キルアとジュリは今頃きっと、この列車のどこかで肩を並べて座っているのだろう。
離れていた時間を埋めるように、
想いが通じた喜びを分かち合うように、
二人で仲良くお喋りしてるのだ。
そう思うとまた、無性に喉が渇いてくる。
ゴンはのっそり起き上がると、部屋に備え付けてあるキッチンの蛇口を捻った。
コポコポと流れてくる水をコップで受け止め、それを一気に飲み干す。
「…ふぅーっ!」
喉につっかえている得体の知れない“何か”を無理矢理に流し込み、大きく深呼吸をした。
「……ゴン?」
もう一杯注ごうと蛇口に手を掛けたときだ。
後ろから声を掛けられ振り向くと、そこには眠い目を擦りながら立っているアイリの姿があった。
「あ!
ごめんっ、起こしちゃった?」
「ううん。
それより、大丈夫?」
「うん?
ちょっと喉渇いちゃって…
これ飲んだらすぐ寝るよ!」
いつものようにニコニコ笑って答えるゴンに、アイリは眉を思いっきり下げて問いかけた。
「……そうじゃなくて。
キルアとジュリちゃんのこと。

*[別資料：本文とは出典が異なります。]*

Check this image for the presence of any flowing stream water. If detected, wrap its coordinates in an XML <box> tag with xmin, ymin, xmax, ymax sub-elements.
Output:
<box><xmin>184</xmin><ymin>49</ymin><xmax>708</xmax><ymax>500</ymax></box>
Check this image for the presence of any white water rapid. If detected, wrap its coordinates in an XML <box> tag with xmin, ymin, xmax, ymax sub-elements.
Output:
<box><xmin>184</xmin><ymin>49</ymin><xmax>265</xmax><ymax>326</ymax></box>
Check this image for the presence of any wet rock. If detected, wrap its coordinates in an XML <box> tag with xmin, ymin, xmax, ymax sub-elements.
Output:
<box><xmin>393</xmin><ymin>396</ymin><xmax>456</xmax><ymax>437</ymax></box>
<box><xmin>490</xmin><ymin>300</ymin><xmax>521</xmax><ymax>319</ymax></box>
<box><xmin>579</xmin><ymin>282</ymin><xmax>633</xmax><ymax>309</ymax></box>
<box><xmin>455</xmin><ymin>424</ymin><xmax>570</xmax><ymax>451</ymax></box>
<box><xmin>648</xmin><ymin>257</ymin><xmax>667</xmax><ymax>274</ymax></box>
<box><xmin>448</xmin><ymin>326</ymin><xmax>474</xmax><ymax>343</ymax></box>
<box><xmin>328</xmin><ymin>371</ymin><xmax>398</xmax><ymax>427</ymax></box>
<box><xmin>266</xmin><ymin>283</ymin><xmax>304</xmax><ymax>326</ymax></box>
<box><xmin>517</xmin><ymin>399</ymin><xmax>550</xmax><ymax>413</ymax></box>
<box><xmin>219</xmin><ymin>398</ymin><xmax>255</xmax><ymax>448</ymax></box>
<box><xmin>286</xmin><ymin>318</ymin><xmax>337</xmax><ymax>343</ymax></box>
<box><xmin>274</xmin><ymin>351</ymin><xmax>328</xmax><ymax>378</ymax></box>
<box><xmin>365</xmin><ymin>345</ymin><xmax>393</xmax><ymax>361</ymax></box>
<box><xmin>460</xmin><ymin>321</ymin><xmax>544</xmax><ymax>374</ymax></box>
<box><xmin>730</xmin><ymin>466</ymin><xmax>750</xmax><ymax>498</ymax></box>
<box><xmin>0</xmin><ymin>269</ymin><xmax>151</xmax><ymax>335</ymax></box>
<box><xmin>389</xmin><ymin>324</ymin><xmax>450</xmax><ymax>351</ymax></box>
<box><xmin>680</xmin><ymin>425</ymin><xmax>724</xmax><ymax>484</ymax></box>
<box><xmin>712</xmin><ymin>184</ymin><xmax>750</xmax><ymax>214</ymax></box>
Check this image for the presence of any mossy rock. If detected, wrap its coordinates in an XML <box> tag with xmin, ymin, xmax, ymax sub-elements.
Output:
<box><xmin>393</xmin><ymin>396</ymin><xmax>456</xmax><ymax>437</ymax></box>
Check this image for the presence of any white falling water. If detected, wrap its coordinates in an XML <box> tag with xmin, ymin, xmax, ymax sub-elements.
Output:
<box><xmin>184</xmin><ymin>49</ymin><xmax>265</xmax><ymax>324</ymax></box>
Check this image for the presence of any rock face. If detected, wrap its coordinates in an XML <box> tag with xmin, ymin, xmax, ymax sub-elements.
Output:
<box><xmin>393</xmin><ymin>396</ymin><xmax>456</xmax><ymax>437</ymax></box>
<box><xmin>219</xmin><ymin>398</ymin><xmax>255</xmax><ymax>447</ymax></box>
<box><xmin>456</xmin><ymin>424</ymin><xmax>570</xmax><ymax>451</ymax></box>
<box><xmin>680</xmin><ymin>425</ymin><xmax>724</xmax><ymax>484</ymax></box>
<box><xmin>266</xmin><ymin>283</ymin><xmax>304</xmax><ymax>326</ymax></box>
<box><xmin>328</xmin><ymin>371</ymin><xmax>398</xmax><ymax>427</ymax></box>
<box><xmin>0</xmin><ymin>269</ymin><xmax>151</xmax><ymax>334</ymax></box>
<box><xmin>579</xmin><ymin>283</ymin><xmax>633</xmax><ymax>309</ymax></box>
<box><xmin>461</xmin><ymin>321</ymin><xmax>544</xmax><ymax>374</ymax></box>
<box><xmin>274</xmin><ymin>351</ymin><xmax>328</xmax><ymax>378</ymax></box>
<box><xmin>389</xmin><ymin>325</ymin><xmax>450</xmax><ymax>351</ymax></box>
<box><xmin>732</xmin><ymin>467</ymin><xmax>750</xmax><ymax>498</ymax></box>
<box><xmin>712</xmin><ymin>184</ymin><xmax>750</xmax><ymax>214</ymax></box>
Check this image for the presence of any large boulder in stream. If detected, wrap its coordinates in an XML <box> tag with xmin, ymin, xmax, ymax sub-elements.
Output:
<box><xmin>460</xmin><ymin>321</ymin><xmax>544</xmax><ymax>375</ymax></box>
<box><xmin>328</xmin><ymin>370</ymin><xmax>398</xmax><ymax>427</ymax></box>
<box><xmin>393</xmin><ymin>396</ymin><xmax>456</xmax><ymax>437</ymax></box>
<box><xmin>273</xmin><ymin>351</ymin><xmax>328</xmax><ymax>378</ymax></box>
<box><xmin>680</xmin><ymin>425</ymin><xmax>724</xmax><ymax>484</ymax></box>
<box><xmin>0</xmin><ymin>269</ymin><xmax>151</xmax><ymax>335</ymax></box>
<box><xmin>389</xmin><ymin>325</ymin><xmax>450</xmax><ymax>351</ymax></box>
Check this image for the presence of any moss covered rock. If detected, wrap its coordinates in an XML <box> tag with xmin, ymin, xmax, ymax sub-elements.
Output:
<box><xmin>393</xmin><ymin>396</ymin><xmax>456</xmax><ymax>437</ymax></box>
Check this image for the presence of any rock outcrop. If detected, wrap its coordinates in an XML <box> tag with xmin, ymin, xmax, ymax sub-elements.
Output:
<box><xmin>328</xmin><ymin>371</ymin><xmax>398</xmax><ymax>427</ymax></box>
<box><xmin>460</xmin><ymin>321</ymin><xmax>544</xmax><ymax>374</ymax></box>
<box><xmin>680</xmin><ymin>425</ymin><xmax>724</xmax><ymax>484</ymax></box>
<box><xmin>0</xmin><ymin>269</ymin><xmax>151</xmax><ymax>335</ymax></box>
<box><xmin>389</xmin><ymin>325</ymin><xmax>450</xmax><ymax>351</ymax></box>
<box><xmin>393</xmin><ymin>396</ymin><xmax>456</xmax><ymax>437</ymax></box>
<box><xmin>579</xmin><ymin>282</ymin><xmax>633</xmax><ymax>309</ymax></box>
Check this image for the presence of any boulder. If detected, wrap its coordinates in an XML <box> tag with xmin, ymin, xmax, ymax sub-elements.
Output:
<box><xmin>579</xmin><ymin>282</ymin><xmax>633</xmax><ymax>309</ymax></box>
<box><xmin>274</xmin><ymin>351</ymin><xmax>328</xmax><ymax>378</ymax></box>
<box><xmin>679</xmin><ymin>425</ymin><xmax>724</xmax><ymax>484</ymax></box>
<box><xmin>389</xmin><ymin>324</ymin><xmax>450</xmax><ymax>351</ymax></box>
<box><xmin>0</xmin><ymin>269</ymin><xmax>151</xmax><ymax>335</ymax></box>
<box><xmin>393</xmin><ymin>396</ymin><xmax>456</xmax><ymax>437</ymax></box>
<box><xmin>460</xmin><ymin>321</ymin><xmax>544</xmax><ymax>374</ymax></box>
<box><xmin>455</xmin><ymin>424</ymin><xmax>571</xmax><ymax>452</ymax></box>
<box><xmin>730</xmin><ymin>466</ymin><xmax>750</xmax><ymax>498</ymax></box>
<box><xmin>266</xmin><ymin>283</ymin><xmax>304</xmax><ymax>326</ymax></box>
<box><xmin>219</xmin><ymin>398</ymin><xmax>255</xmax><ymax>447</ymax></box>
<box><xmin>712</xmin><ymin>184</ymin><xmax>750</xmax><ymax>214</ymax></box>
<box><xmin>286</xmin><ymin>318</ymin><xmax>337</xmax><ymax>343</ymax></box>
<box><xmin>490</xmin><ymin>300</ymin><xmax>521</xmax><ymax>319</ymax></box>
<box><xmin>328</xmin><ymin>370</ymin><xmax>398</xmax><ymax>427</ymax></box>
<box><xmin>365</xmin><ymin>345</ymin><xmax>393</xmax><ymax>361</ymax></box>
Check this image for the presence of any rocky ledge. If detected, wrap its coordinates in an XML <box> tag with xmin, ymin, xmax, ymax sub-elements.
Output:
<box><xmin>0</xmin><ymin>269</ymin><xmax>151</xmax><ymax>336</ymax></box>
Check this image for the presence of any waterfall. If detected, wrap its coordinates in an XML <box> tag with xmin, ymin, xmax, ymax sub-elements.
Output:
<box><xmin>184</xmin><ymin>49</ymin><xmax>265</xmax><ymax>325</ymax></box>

」
「…え。」
驚きのあまり、握っていたコップを落としそうになる。
彼女は今何と…?
キルアとジュリのこととは、つまり……
「…ごめん、ゴン。
あたし本当はゴンの気持ちに気付いてた。」
寝起きでボーッとする頭を何とか働かせようとしているゴンに、アイリは続ける。
「気付いてたけど、何もできなかったの。
…キルアやジュリちゃんの気持ちも、知ってたから。」
そこまで言われてようやく現状を把握した彼は、嬉しいような困ったような…
そんな表情でアイリに笑いかけた。